Page MenuHomePhabricator

Allow access to wdqs.svc.eqiad.wmnet on port 8888
Open, NormalPublic


As far as I can tell wdqs.svc.eqiad.wmnet will direct me to an active wdqs server 'always'.

Port 8888 was opened on the wdqs servers to allow for internal queries to run with a longer timeout T119941

Would it be possible to also access wdqs.svc.eqiad.wmnet on port 8888

Allowing this would allow me to remove the hard coding of an individual machine added in

Event Timeline

Restricted Application added a project: Discovery. · View Herald TranscriptSep 27 2017, 1:52 PM
Restricted Application added a subscriber: Aklapper. · View Herald Transcript
Addshore updated the task description. (Show Details)Sep 27 2017, 1:55 PM
Addshore moved this task from Unsorted 💣 to Watching 👀 on the User-Addshore board.
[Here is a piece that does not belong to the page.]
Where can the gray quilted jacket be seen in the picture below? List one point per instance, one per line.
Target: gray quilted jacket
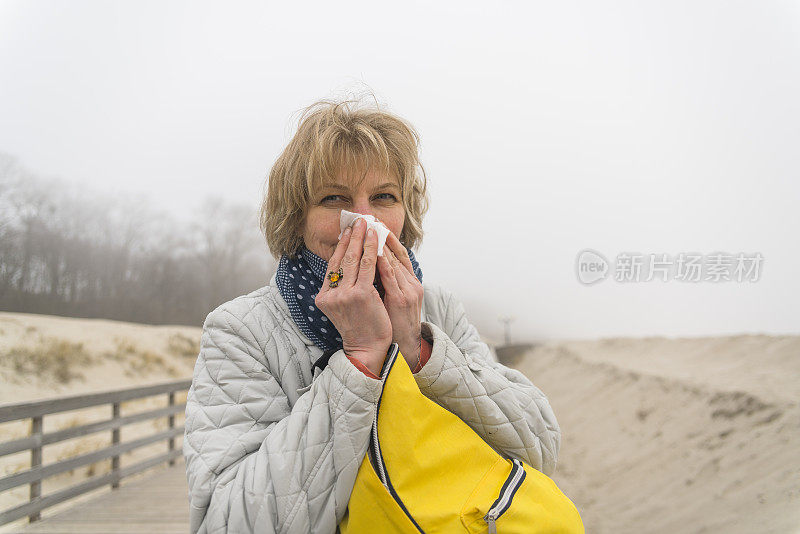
(271, 446)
I wonder if it may be more beneficial to use codfw ones for longer tasks, since they are getting less routine traffic now.

BBlack moved this task from Triage to LoadBalancer on the Traffic board.Oct 23 2017, 2:51 PM
ema triaged this task as Normal priority.Nov 9 2017, 7:29 AM

Bump as this is probably trivial but needs the right pair of hands to get it done.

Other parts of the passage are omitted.